Project D6 (Prof. Dr. Protzer and Dr. Bauer, TUM Munich / Lophius Biosciences GmbH) will then focus in detail on the pharmacodynamic T cell monitoring of antiviral immune responses as a prognostic biomarker following a kidney transplantation.  In the course of the proposed project, antiviral T cell responses will be verified in the context of a planned multicentric study as a measurement for the severity of the immune suppression in relation to already established and validated immunoassay and correlated with clinical data such as (i) the reactivation of HCMV or BKV infections as well as (ii) rejection episodes. Through the definition of the specific immune response before and during immune suppression it will be examined if T cell monitoring of a virus-specific immune response can be used as a prognostic marker and for therapy monitoring, to measure the level of immune suppression and to be able to individually adjust the  therapy accordingly. Besides the number of antigen-specific T cells, the binding strength of the T cell receptor (TCR) to its antigen (HLA-presented peptides) mainly determines the quality and possible protectivity of an immune response.

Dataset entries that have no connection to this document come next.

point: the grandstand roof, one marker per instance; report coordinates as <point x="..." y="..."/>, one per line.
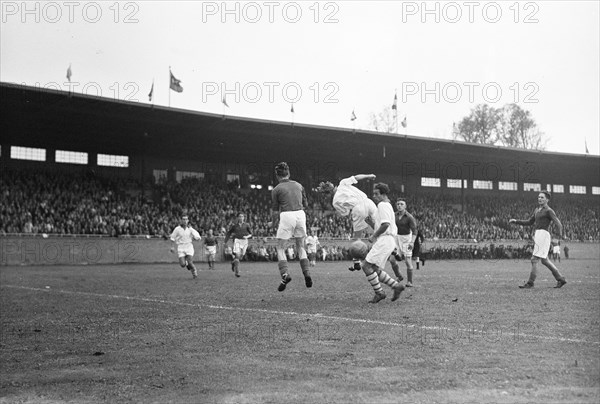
<point x="35" y="117"/>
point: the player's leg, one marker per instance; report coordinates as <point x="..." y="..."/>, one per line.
<point x="190" y="265"/>
<point x="560" y="280"/>
<point x="300" y="236"/>
<point x="284" y="233"/>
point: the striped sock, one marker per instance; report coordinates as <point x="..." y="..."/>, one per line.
<point x="374" y="281"/>
<point x="282" y="268"/>
<point x="304" y="264"/>
<point x="385" y="278"/>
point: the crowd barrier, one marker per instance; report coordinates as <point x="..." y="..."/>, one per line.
<point x="91" y="250"/>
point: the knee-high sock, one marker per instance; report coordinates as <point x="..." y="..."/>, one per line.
<point x="374" y="281"/>
<point x="282" y="267"/>
<point x="385" y="278"/>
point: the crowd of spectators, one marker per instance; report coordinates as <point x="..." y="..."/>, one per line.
<point x="42" y="202"/>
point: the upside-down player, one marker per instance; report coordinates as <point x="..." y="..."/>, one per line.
<point x="385" y="243"/>
<point x="348" y="199"/>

Prof. Dirk Busch  and his colleagues recently could establish a new measuring system based on a reversible MHC streptamer technology devised in their team by which an important parameter of TCR avidity, the MHC / peptide  dissociation-rate, can be measured exactly on the surface of living antigen-specific T cells. Based on this technology a test system should be developed during the course of project D7 (Prof. Dr. Busch and Dr. Nauerth, TUM Munich / Juno Therapeutics GmbH) which will be optimized for clinical diagnostic use and which will be (project D5 and D6) tested and validated  in existing clinical cohorts on HCMV specific CD8+ T cells. Like project D5, project D7 can make an important contribution to the design of T-cell-based therapies.